Первый мундир. И тут их до конца ломали!.. Сразу после просветления их вели на очную ставку… К ним вводили товарищей… И они видели лица тех, кого только что предали… и так светло! И они понимали, что пали, и им уже было все равно. Так уличили Муравьева, а тот — Шаховского, а Шаховской — Рылеева, а Рылеев — Каховского… Хотя, не скрою, были загадки. Одна тебе особенно интересна. Например, полковник Пестель — злодей во всей силе слова этого, без малейшего раскаяния на челе, — отчего он выдал многих и, в частности, тебя? Он выдал куда больше, чем мы его спрашивали!
Лунин. Это его ошибка! Его ошибка была в том, что он считал… что имеет дело с людьми здравомыслящими! Хотя бы немного думавшими о стране!.. Он решил, что, если раскрыть вам заговор во всей его силе, вы должны ужаснуться и первым делом подумать: отчего так?., в чем существо требований?.. Он ошибся: вы всего лишь свора псов, обезумевших при виде крови! (Вопит.) Проклятие! Проклятие!
Первый мундир. Как странно, Лунин… Но у этого гениальнейшего человека были высокие мотивы, приводившие, однако…
Лунин. Замолчи! Замолчи!
Мундир. Я часто думаю… о том же… о чем думаешь часто и ты… А если бы сей муж одержал верх?

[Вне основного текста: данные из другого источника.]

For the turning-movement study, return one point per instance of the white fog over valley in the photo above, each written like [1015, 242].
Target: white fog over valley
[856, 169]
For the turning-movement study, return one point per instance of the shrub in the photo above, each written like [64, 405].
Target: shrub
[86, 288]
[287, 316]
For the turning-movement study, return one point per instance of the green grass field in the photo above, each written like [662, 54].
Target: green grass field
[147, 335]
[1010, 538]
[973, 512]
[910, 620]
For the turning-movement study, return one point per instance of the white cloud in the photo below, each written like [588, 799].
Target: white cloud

Лунин. Черт! Черт! Черт!.. Вы повесили его! Вы! Вы! И по камере нельзя ходить… его ноги свисают с потолка… и бьют по голове! Проклятие!..
Он останавливается.
Первый мундир. Ну полно… полно, Лунин. Итак, я много раз допрашивал тебя по прибытии в Петропавловскую крепость. (Продолжается допрос.) «Вот список четырнадцати мятежников, заключенных в крепость. Возьмите, Лунин, перо, бумагу и добавьте к этому списку новые имена, вам известные…»
Лунин. «С удовольствием». (Пишет.) Прошу, граф.
Первый мундир. «Послушайте, Лунин, но вы переписали мои же четырнадцать фамилий».
Лунин. «Именно так».
Первый мундир. «Но это я вам их назвал».
Лунин. «А я вам их повторил… и больше добавить ничего не могу… ибо добавить больше — это значит изменить родству и, что еще важнее… совести, граф. А если вы впредь пожелаете разговаривать со мной в эдаком тоне, то кандалами… невзначай…»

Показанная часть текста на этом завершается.